Thursday, December 07, 2006

Quietly inserted in a FAQ about the freshly inked deal with Palm over expanded rights to the Palm OS Garnet source code, ACCESS includes this brief statement:
We will announce the official name of the ACCESS Linux Platform when we announce that it is available to our licensees and developers—expected sometime in the first half of 2007.

That's behind schedule from what was promised back in February of this year. Sigh... I guess ALP is in good company with about 90% of the big software projects out there that are behind schedule.

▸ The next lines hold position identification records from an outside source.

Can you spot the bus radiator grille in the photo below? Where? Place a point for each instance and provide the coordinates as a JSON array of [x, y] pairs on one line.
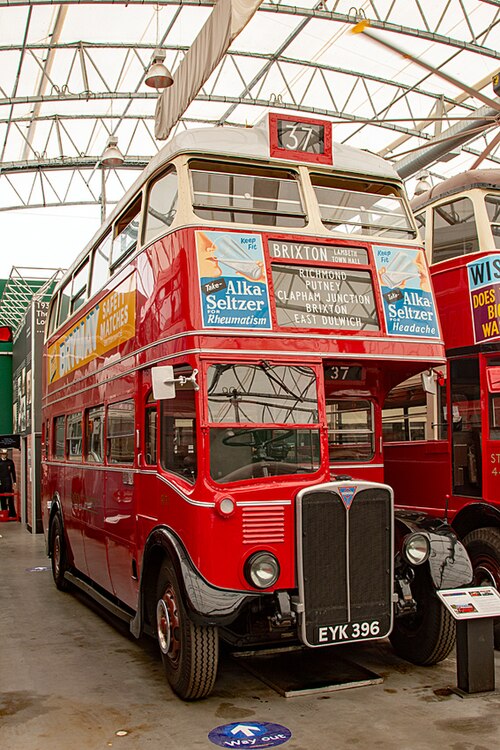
[[346, 558]]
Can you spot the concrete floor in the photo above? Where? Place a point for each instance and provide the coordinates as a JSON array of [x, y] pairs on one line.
[[72, 678]]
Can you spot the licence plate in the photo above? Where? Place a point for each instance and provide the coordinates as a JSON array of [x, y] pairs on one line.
[[349, 631]]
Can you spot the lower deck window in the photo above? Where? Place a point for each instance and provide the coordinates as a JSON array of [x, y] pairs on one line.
[[120, 433]]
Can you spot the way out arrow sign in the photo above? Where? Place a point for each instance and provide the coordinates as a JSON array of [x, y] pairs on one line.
[[246, 729], [251, 735]]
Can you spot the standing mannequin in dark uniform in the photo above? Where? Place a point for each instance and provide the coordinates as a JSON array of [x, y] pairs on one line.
[[7, 482]]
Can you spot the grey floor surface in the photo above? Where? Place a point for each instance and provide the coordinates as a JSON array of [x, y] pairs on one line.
[[71, 678]]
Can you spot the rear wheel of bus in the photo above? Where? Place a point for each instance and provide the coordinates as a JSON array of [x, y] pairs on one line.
[[58, 554], [426, 636], [189, 651], [483, 546]]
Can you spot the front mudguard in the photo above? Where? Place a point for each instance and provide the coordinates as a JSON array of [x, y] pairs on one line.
[[206, 604], [449, 564]]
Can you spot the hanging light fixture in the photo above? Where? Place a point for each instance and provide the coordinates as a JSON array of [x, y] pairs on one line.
[[112, 156], [423, 184], [158, 75]]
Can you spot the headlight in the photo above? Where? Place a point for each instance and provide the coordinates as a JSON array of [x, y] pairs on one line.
[[416, 548], [262, 570]]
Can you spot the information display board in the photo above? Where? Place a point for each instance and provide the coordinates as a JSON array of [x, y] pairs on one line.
[[471, 603]]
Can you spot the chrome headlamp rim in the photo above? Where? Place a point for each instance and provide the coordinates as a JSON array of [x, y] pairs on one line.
[[416, 548], [252, 566]]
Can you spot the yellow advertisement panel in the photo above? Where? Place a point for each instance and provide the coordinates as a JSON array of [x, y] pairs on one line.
[[105, 326]]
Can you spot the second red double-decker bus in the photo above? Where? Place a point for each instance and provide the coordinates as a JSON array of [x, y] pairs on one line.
[[216, 362], [442, 444]]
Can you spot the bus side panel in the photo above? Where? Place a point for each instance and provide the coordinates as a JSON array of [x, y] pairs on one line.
[[94, 526], [419, 473], [70, 487], [120, 533]]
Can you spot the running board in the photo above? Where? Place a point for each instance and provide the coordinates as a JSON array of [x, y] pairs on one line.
[[113, 608]]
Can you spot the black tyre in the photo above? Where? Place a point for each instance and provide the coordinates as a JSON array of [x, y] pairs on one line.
[[427, 636], [483, 546], [189, 652], [58, 554]]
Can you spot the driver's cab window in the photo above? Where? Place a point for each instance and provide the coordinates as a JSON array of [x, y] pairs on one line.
[[466, 421], [150, 431], [350, 430], [178, 429]]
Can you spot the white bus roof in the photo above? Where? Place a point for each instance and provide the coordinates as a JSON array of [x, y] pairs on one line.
[[242, 143]]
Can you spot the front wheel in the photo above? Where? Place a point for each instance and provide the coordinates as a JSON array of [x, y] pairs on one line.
[[189, 651], [483, 547], [58, 554], [426, 636]]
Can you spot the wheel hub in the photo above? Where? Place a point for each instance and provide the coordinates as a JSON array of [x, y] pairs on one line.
[[163, 626]]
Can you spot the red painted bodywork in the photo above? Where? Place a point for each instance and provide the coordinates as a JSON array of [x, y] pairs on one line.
[[421, 472], [110, 511]]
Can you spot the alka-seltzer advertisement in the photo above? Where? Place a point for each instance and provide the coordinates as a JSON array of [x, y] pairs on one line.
[[104, 327], [484, 287], [409, 305], [233, 283]]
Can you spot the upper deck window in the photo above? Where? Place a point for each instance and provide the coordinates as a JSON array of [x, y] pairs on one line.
[[100, 264], [80, 284], [362, 207], [126, 234], [162, 205], [492, 202], [246, 195], [454, 230]]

It's disappointing to see delays like this, of course. But given the trouble that similar Linux platforms like Maemo and QTopia have had with getting acceptable performance, memory usage and battery life out of the mobile devices that run them you have to wonder if it's an altogether bad thing to have an extra half year for Moore's Law to do its work. One of these days I need to get my hands on the Linux-powered Motorola Ming and see how that holds up to the high expectations people have for responsiveness and stability of their smartphones.

Comments

Hooray it's coming :-) Thanks for digging this bit of info up.

Posted by Legodude522 at Thursday, December 07, 2006 21:31:52

I'm not too sure about Linux on a smartphone. How long will it take to achieve acceptable performance?

Although different, the Linux GUI experience on a desktop comes across as slow to me.

Posted by andrew007 at Sunday, December 10, 2006 05:45:56

Linux is *already* a successful smartphone OS, running on millions of smartphones like the popular Motorola Ming. It's mostly an Asian phenomenon at the moment, but while I'm not without my own technical concerns, many analysts seem to think that next year is the year that it breaks out as a global smartphone phenomenon.

If the non-volatile file system currently in Palm's version of Palm OS is improved upon in mobile Linux (as I expect it to be) that's a significant boost in performance. So it's not like there aren't good opportunities to get a Linux smartphone OS to have the snappy performance that Palm users expect.